Nanyang music was a genre promulgated by the SCO and music director Yeh, conceived to encompass specific subjects, flavours and idioms of South-east Asia.
Opening the concert was the symphonic poem Krakatoa by Wong Kah Chun, presently the chief conductor of the Nuremberg Symphony Orchestra. Originally written for wind band, its sound textures translated very well on Chinese instruments.
Dizis and percussion playing a modal tune conjured the tranquil mood of Javanese slumber before the violence of volcanic eruption, generating abrupt and startling contrasts. Suonas strategically placed high up at the back of the circle also created the effect of stereophony, contributing to the work's raw and tumultuous impact.
Winner of the 2015 Singapore International Competition for Chinese Orchestral Composition, Hong Kong composer Gordon Fung Dic-Lun's Arise, You Lion Of Glory provided another vista into Nanyang music. Its subject was the life cycle of the lion dance of local Chinese celebrations.
Splendidly coiffed SCO pipa principal Yu Jia was at her extroverted best, portraying the lion's stirring, passionate moves aided and abetted by rhythmic percussion, all the way to its eventual demise. The quiet and spiritual close of the work was accompanied by tinkling sounds of Tibetan prayer bowls.
REVIEW / CONCERT
SINGAPORE CHINESE ORCHESTRA ON TOUR
Berlin Konzerthaus Gendarmenmarkt
More familiar was Chen Gang and He Zhanhao's Butterfly Lovers Violin Concerto, undoubtedly China's greatest compositional export.
London-based Singaporean violinist Kam Ning wrung out all the pathos possible from the rhapsodic tale of Liang Zhu, the Chinese version of Romeo And Juliet.
Her duet with cellist Xu Zhong provided tender moments which tugged at the heartstrings.
The encore was Fritz Kreisler's Tambourin Chinois, typical Viennese chinoiserie but made to sound totally charming.

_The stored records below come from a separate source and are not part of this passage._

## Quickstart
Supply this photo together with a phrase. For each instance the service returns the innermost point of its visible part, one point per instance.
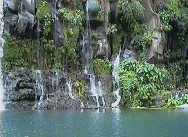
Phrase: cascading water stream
(69, 87)
(94, 89)
(2, 105)
(39, 87)
(101, 92)
(115, 75)
(88, 56)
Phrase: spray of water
(2, 105)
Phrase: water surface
(113, 123)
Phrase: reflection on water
(99, 123)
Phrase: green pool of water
(113, 123)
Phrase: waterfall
(94, 89)
(69, 87)
(40, 87)
(115, 75)
(2, 106)
(101, 92)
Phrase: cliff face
(66, 54)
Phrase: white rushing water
(115, 75)
(69, 86)
(101, 92)
(2, 105)
(39, 87)
(93, 89)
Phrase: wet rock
(25, 21)
(12, 5)
(29, 5)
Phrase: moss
(102, 67)
(44, 15)
(19, 53)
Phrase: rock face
(28, 89)
(20, 16)
(23, 92)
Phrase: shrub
(141, 82)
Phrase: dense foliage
(142, 82)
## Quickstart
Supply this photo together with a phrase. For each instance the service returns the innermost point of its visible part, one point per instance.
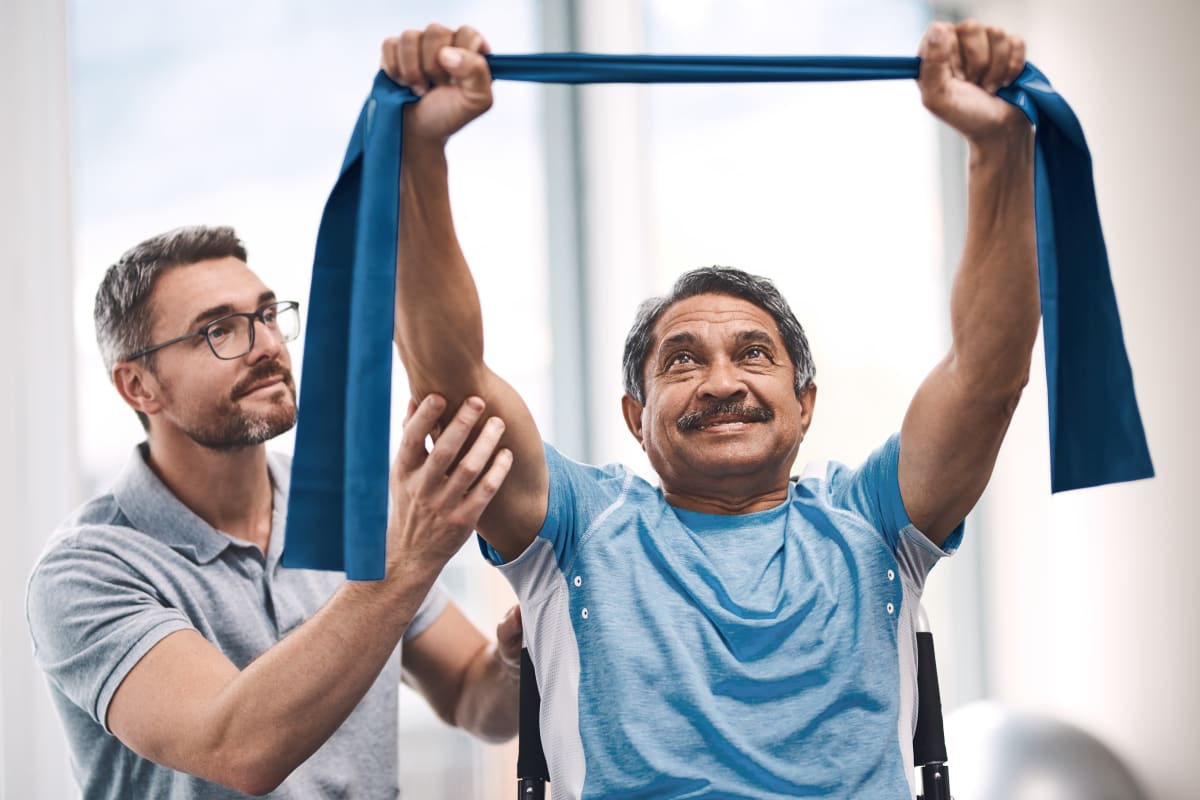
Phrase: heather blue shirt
(691, 655)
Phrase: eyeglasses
(233, 335)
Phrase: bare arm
(187, 707)
(468, 680)
(954, 427)
(438, 319)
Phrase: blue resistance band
(337, 511)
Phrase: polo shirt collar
(154, 510)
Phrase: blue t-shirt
(693, 655)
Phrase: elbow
(252, 776)
(251, 768)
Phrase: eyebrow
(226, 308)
(678, 338)
(755, 337)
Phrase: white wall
(39, 481)
(1091, 597)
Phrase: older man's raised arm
(438, 322)
(958, 419)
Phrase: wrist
(1008, 145)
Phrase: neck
(228, 489)
(726, 501)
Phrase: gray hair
(715, 280)
(124, 313)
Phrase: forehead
(713, 316)
(183, 293)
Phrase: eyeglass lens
(231, 337)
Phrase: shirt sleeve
(873, 492)
(93, 618)
(579, 495)
(431, 608)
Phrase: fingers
(486, 487)
(999, 48)
(976, 50)
(431, 43)
(991, 59)
(451, 440)
(472, 465)
(421, 421)
(420, 59)
(1015, 60)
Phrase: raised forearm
(438, 320)
(995, 307)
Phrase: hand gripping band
(337, 511)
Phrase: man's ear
(633, 411)
(139, 389)
(808, 401)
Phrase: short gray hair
(124, 313)
(715, 280)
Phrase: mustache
(262, 372)
(694, 420)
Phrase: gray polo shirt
(135, 565)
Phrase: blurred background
(120, 119)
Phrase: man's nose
(723, 379)
(268, 343)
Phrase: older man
(731, 632)
(184, 660)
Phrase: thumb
(468, 70)
(940, 60)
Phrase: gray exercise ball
(1000, 753)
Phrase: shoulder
(610, 480)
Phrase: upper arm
(948, 446)
(517, 511)
(138, 667)
(436, 660)
(162, 707)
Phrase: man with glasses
(184, 660)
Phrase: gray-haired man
(184, 660)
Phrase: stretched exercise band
(339, 500)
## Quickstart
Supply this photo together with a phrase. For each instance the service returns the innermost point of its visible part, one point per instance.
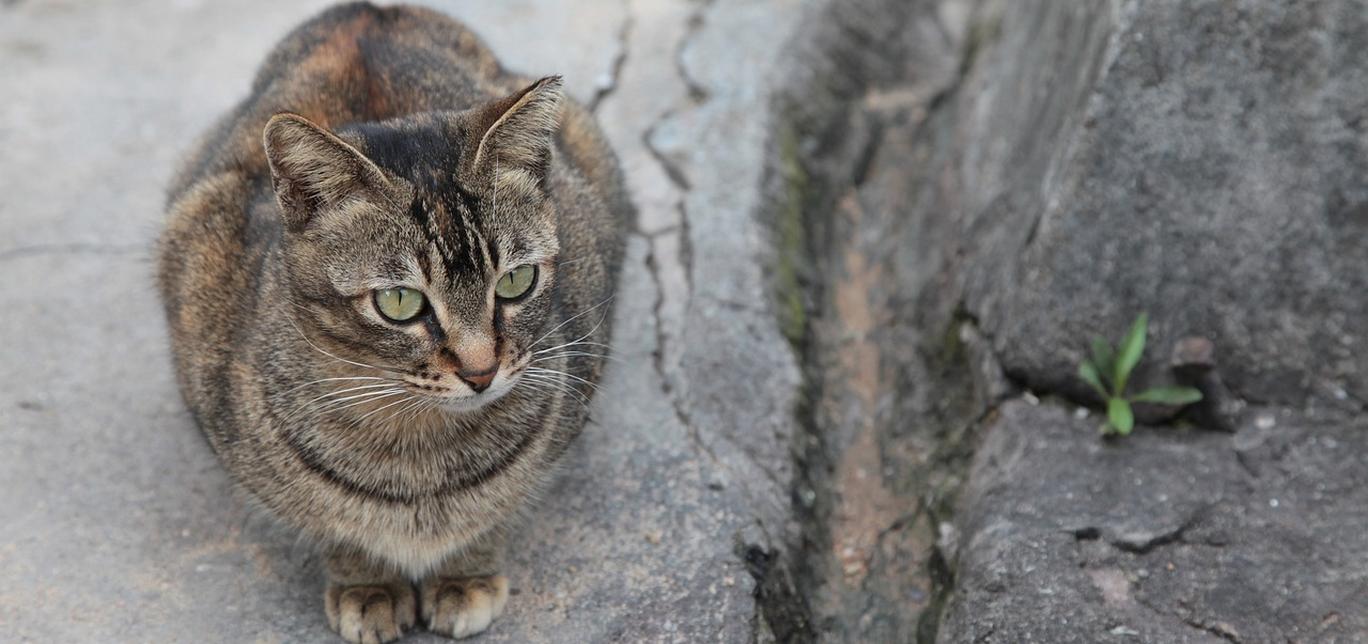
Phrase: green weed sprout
(1108, 371)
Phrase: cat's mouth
(467, 401)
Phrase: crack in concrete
(672, 171)
(696, 92)
(74, 248)
(624, 38)
(1216, 629)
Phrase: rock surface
(118, 524)
(982, 197)
(1173, 535)
(874, 238)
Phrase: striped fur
(378, 148)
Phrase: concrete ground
(116, 524)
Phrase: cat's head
(424, 246)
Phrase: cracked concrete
(119, 524)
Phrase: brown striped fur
(379, 148)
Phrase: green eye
(398, 304)
(516, 282)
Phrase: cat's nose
(479, 379)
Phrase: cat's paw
(464, 606)
(370, 614)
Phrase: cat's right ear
(313, 170)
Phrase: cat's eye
(398, 304)
(516, 282)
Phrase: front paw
(370, 614)
(463, 606)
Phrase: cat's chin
(472, 404)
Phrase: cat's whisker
(573, 343)
(337, 405)
(335, 379)
(357, 423)
(541, 369)
(572, 354)
(572, 319)
(580, 339)
(551, 386)
(551, 376)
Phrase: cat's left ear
(517, 134)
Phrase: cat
(387, 276)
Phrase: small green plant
(1108, 371)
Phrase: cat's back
(350, 63)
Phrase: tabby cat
(387, 276)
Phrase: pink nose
(479, 379)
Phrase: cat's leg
(465, 594)
(365, 602)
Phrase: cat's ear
(517, 133)
(313, 170)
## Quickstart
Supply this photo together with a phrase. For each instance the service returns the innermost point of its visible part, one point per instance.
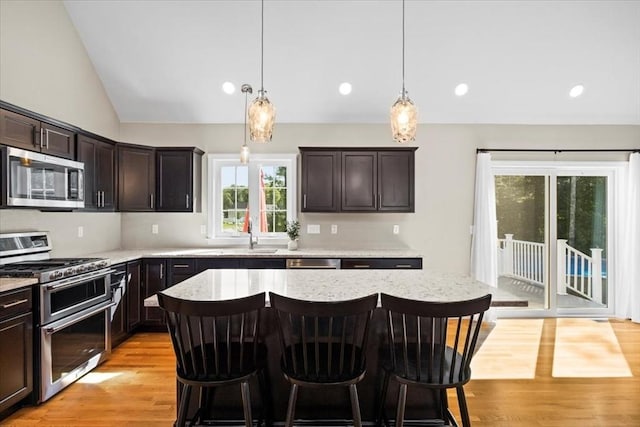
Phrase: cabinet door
(19, 131)
(320, 181)
(86, 153)
(154, 279)
(136, 179)
(16, 359)
(175, 180)
(396, 181)
(105, 175)
(359, 181)
(134, 295)
(57, 141)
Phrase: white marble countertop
(124, 255)
(11, 283)
(333, 285)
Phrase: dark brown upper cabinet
(320, 181)
(358, 179)
(99, 159)
(359, 182)
(179, 176)
(31, 134)
(136, 178)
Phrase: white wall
(445, 170)
(45, 68)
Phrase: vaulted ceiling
(166, 61)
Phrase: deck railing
(580, 273)
(521, 259)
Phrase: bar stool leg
(355, 406)
(293, 396)
(246, 403)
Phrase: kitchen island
(329, 285)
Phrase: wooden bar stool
(430, 345)
(323, 344)
(217, 343)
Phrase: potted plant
(293, 231)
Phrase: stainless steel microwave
(31, 179)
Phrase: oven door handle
(72, 281)
(66, 322)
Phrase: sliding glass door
(554, 234)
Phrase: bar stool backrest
(215, 340)
(323, 342)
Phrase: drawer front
(182, 266)
(381, 263)
(14, 303)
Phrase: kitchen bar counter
(328, 285)
(334, 285)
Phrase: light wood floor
(142, 392)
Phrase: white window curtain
(627, 302)
(484, 243)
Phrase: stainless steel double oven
(73, 303)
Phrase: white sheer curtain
(627, 303)
(484, 243)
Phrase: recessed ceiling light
(461, 89)
(576, 91)
(345, 88)
(228, 88)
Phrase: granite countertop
(334, 285)
(11, 283)
(124, 255)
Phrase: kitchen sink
(249, 251)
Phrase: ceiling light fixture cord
(403, 90)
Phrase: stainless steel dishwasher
(314, 263)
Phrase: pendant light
(404, 114)
(244, 151)
(262, 113)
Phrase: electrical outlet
(313, 228)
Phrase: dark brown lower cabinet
(154, 279)
(16, 348)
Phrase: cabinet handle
(13, 304)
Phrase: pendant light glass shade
(404, 119)
(404, 114)
(262, 117)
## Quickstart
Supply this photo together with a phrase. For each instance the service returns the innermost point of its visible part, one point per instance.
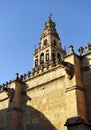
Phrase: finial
(81, 50)
(71, 49)
(88, 47)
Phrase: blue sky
(22, 23)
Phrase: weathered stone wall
(86, 75)
(46, 108)
(48, 99)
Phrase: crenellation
(55, 94)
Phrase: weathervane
(50, 15)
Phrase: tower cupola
(50, 47)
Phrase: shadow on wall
(31, 119)
(86, 77)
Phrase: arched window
(47, 55)
(45, 42)
(53, 57)
(36, 62)
(58, 57)
(42, 58)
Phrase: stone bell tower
(50, 48)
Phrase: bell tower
(50, 47)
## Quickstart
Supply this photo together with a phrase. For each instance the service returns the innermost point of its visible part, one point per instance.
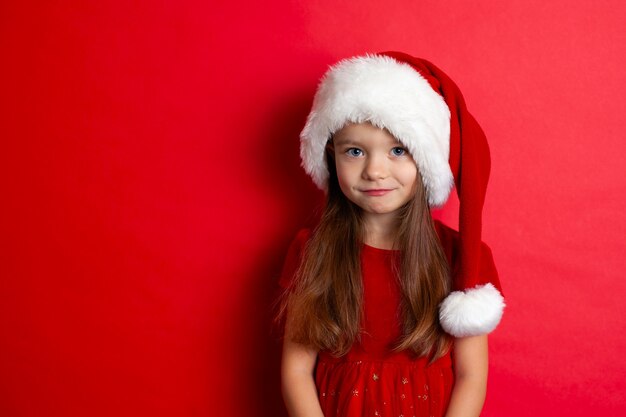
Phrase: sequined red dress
(370, 380)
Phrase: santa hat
(425, 110)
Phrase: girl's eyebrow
(345, 141)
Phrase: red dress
(371, 380)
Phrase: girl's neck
(380, 232)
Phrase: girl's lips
(376, 192)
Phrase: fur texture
(472, 312)
(390, 95)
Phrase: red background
(151, 184)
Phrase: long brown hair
(325, 299)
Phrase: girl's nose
(376, 168)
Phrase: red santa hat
(425, 110)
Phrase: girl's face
(374, 170)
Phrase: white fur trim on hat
(391, 95)
(472, 312)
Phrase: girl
(387, 311)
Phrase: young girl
(387, 311)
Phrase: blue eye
(354, 152)
(398, 151)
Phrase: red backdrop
(151, 183)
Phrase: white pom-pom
(472, 312)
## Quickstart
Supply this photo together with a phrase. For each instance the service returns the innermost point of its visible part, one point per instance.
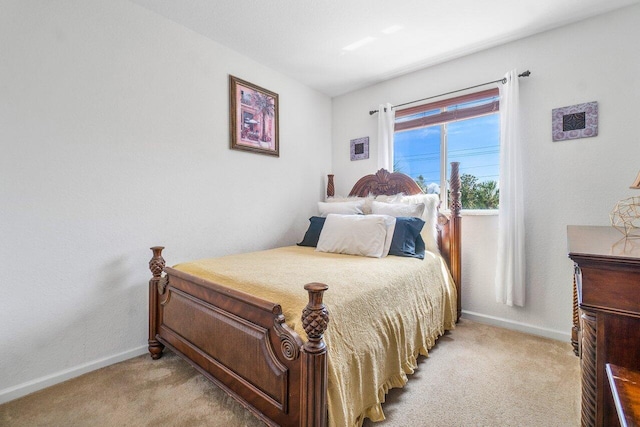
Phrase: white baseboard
(517, 326)
(20, 390)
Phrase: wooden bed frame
(243, 344)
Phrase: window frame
(445, 116)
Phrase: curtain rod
(502, 80)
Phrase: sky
(475, 143)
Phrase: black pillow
(407, 240)
(312, 235)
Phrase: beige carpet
(477, 375)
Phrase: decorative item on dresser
(254, 348)
(625, 216)
(607, 280)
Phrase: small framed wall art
(253, 118)
(575, 121)
(360, 148)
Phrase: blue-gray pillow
(313, 232)
(407, 240)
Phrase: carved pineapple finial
(157, 263)
(315, 318)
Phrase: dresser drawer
(612, 289)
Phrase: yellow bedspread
(383, 314)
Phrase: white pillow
(366, 208)
(398, 209)
(365, 235)
(429, 232)
(345, 208)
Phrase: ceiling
(337, 46)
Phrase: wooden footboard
(243, 344)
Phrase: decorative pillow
(407, 240)
(344, 208)
(398, 209)
(365, 235)
(430, 216)
(313, 232)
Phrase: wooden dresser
(607, 286)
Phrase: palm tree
(265, 107)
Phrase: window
(464, 129)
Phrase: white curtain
(510, 274)
(386, 123)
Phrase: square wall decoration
(360, 148)
(575, 121)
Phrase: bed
(286, 356)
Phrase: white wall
(114, 133)
(571, 182)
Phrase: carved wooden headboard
(388, 183)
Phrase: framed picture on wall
(253, 118)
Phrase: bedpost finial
(157, 263)
(331, 190)
(315, 318)
(455, 185)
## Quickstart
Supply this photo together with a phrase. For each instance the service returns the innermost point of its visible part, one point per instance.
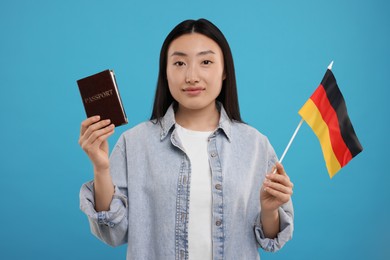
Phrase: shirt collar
(168, 122)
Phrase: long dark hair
(228, 96)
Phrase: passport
(100, 95)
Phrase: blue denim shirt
(152, 178)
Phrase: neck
(205, 119)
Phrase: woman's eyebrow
(182, 54)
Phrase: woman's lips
(193, 91)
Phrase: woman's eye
(207, 62)
(179, 63)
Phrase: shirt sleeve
(286, 218)
(109, 226)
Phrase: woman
(194, 182)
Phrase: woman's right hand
(93, 140)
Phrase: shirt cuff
(109, 218)
(285, 234)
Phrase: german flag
(326, 113)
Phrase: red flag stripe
(329, 115)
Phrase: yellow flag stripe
(310, 113)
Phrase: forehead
(194, 43)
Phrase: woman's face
(195, 71)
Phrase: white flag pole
(296, 131)
(290, 142)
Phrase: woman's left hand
(276, 190)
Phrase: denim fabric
(152, 177)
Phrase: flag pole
(289, 143)
(296, 131)
(291, 140)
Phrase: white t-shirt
(200, 216)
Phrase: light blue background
(281, 51)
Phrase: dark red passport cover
(100, 96)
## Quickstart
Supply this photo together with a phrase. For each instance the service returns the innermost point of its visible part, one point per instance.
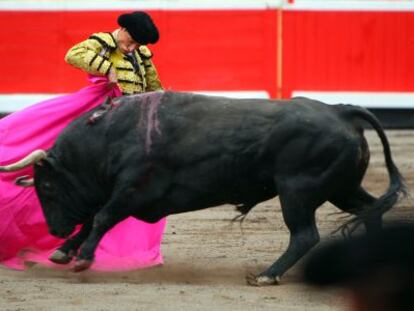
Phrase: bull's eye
(47, 186)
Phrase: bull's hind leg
(69, 249)
(356, 203)
(298, 208)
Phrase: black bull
(158, 154)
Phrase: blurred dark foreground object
(377, 269)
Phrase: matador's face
(125, 42)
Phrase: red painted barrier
(223, 50)
(198, 50)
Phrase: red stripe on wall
(352, 51)
(198, 50)
(223, 50)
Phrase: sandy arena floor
(207, 259)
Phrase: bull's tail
(397, 188)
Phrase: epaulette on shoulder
(106, 39)
(145, 51)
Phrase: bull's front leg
(103, 221)
(69, 249)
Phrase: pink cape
(24, 235)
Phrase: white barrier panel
(387, 100)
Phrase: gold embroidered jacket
(99, 53)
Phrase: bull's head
(50, 188)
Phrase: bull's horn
(32, 158)
(24, 181)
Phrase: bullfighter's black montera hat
(140, 26)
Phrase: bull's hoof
(60, 257)
(82, 264)
(262, 280)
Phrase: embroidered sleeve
(90, 55)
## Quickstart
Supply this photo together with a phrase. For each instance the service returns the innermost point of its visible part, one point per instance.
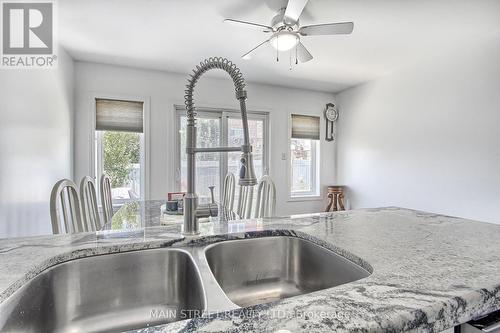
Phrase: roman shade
(305, 127)
(116, 115)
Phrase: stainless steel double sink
(133, 290)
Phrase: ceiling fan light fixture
(284, 40)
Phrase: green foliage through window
(121, 151)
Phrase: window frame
(145, 142)
(315, 194)
(223, 114)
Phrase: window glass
(235, 139)
(303, 167)
(119, 156)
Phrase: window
(304, 156)
(119, 147)
(218, 128)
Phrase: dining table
(141, 214)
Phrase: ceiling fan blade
(344, 28)
(302, 54)
(248, 55)
(293, 11)
(261, 27)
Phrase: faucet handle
(211, 188)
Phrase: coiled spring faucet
(247, 174)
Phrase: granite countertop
(429, 272)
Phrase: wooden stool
(336, 196)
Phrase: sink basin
(106, 293)
(261, 270)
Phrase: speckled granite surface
(430, 272)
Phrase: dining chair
(266, 198)
(65, 193)
(245, 202)
(228, 191)
(88, 198)
(106, 199)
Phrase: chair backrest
(106, 199)
(245, 202)
(65, 193)
(228, 191)
(88, 198)
(266, 198)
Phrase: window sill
(305, 198)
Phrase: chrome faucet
(247, 174)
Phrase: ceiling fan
(286, 31)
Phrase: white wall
(36, 117)
(164, 90)
(427, 137)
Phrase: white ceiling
(174, 35)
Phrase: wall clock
(331, 116)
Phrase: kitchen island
(428, 272)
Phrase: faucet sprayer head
(247, 174)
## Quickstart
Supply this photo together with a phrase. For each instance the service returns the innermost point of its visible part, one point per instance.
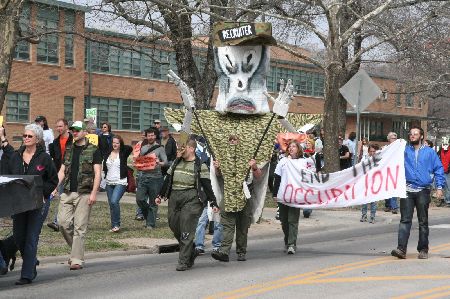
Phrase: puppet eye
(232, 69)
(247, 65)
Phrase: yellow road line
(286, 281)
(426, 292)
(306, 281)
(440, 295)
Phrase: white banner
(379, 177)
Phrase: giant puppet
(241, 128)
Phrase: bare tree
(349, 31)
(9, 14)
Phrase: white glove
(187, 94)
(281, 103)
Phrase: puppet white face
(242, 79)
(445, 143)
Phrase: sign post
(92, 114)
(360, 91)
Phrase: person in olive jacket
(30, 159)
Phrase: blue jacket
(428, 166)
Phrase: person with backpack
(149, 159)
(188, 187)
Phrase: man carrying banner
(421, 165)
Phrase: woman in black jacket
(116, 169)
(30, 159)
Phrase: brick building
(66, 73)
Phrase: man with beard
(444, 155)
(80, 173)
(57, 151)
(421, 165)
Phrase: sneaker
(200, 251)
(291, 250)
(423, 255)
(182, 267)
(220, 256)
(53, 226)
(241, 257)
(399, 253)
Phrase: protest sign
(91, 113)
(376, 178)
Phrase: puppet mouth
(241, 104)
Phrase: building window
(125, 114)
(398, 99)
(48, 20)
(305, 83)
(376, 131)
(22, 49)
(17, 107)
(69, 26)
(68, 108)
(409, 101)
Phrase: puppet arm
(187, 95)
(282, 102)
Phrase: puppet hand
(281, 103)
(186, 93)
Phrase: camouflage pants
(239, 221)
(183, 212)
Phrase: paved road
(339, 262)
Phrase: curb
(155, 249)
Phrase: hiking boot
(53, 226)
(399, 253)
(241, 257)
(423, 255)
(200, 251)
(291, 249)
(182, 267)
(220, 256)
(195, 254)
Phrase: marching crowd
(73, 168)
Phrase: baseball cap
(78, 125)
(243, 34)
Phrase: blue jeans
(201, 230)
(60, 191)
(373, 209)
(447, 189)
(115, 193)
(391, 203)
(421, 201)
(2, 261)
(26, 229)
(148, 187)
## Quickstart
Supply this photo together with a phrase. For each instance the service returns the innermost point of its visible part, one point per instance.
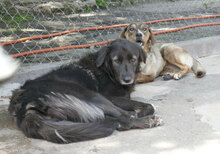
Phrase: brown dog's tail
(197, 68)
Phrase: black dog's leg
(142, 109)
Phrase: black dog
(85, 100)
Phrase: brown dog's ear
(152, 37)
(142, 57)
(123, 33)
(101, 56)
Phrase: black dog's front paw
(148, 122)
(153, 121)
(166, 77)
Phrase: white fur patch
(177, 76)
(8, 65)
(86, 111)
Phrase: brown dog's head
(140, 33)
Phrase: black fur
(84, 100)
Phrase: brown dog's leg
(144, 78)
(169, 74)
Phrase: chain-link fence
(28, 18)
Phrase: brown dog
(168, 60)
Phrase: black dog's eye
(144, 29)
(131, 29)
(133, 60)
(116, 61)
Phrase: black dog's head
(121, 59)
(140, 33)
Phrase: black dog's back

The fourth major work was Yellow Earth, an early work by Tan Dun, arguably the most famous living Chinese composer today. Its four movements depicted the parched, rugged landscapes and raucous celebrations of the Chinese outback. Exploiting the full range of instrumental capabilities, the orchestra provided a tour de force of virtuosic and cohesive playing.
As if to further showcase the orchestra's wide-ranging versatility, it also took on the music of J.S. Bach. The famous Air On G String sounded quaintly idiomatic with yangqin replacing the harpsichord, and the melody tenderly carried on sheng, gaohu and dizi.
Chatty and engaging, Yeh clearly had the audience eating from his hands. Two encores of Dvorak's Slavonic Dance In G Minor (Op. 46 No. 8) and the Gavotte from Bach's Suite No. 3 had listeners in raptures and on their feet.
Judging from the response, this concert was both a musical and cross-cultural triumph. SCO continues on its tour with further concerts in Prague, Imola (Italy) and Athens.